Come tutte le zone vicine alle stazioni ferroviarie, il quartiere attorno a via Piave convive con problemi importanti ed è per questo un quartiere sentinella. Dagli anni Novanta, con l’avvento dei primi grandi centri commerciali, inizia la crisi del commercio di vicinato. Inizia pure l’esodo di residenti che vanno a vivere nei Comuni di prima cintura. Gli anni Novanta sono anche quelli delle emergenze sociali: si muore di eroina e le prostitute aumentano: alle storiche italiane si sostituiscono le straniere, all’inizio le albanesi e le ragazze dell’Est. Dopo arriveranno le nigeriane. La prostituzione finisce con lo svolgersi sotto le case e, dopo proteste e cortei dei residenti, arrivano gli interventi sulla viabilità delle laterali con i divieti di transito notturni che sono ancora oggi in vigore. Da quei primi interventi prenderà poi vita il progetto Città e prostituzione, con i servizi sociali e le forze dell’ordine alleati contro la tratta di donne.
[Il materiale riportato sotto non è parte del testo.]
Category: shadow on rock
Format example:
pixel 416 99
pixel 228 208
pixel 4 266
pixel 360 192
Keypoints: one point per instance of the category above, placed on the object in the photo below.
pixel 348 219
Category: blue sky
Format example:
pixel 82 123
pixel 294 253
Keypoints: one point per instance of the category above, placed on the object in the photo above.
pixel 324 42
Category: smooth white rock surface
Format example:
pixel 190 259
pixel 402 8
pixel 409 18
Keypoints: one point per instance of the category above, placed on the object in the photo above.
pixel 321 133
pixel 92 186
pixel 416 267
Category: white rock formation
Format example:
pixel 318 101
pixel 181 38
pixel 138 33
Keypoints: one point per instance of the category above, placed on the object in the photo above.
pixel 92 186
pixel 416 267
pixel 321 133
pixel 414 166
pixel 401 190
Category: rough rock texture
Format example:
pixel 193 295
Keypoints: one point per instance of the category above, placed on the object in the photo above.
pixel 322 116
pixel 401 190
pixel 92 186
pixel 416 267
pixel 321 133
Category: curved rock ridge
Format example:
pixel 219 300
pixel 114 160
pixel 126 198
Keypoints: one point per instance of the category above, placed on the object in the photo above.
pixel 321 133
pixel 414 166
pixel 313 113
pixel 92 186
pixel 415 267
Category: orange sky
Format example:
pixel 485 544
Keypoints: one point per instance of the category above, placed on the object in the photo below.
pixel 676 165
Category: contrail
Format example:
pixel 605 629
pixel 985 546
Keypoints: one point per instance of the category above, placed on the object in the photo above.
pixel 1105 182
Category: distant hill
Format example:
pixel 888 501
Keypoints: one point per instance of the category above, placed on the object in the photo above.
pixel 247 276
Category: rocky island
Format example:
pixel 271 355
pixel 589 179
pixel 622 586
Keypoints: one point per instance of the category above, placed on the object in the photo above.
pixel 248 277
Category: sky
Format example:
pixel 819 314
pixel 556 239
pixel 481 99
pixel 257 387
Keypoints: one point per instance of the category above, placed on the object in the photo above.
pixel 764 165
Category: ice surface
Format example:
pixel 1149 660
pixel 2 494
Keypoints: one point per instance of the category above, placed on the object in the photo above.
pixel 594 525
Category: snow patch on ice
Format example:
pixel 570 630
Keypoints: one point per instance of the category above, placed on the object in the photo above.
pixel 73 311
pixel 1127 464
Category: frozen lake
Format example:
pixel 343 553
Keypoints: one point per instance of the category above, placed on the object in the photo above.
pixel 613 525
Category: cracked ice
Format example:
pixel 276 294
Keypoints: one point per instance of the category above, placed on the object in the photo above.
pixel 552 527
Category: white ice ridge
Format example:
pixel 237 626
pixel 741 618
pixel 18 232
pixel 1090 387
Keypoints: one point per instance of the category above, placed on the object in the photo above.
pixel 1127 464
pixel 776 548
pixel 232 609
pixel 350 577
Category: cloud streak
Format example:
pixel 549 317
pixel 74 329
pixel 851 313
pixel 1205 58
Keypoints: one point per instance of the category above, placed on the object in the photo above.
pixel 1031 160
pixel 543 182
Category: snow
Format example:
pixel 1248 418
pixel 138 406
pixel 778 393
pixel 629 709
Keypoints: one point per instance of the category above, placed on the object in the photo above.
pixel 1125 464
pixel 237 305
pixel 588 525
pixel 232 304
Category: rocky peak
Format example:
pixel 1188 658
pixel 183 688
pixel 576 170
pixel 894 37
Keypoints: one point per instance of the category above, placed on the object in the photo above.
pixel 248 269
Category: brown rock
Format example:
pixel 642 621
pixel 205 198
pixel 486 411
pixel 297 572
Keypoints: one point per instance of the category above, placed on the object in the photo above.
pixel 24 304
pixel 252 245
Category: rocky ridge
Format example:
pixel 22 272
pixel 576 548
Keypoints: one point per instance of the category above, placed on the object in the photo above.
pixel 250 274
Il ruolo di piazza di smercio di droga del quartiere Piave arriva dopo la chiusura di via Anelli a Padova. In tutti questi anni è mutato tutto il centro: i vecchi appartamenti anni Sessanta, senza riqualificazione, diventano la casa dei nuovi residenti, gli immigrati stranieri. Negozi e bar vengono venduti ad imprenditori cinesi, arrivati con le valigie piene di soldi. Poi arrivano i bangladesi. I locali vendono, annusando l’affare.

La città, disattenta, poi griderà allo scandalo ma il fenomeno si è esteso a tutte le periferie. Via Piave ha anche una faccia interessante. Qui un anno fa sono state suonate le campane a festa dopo la maxi retata antidroga in via Monte San Michele. La chiesa è la stessa che custodisce l’ossario dei morti vittime del bombardamento del 1944.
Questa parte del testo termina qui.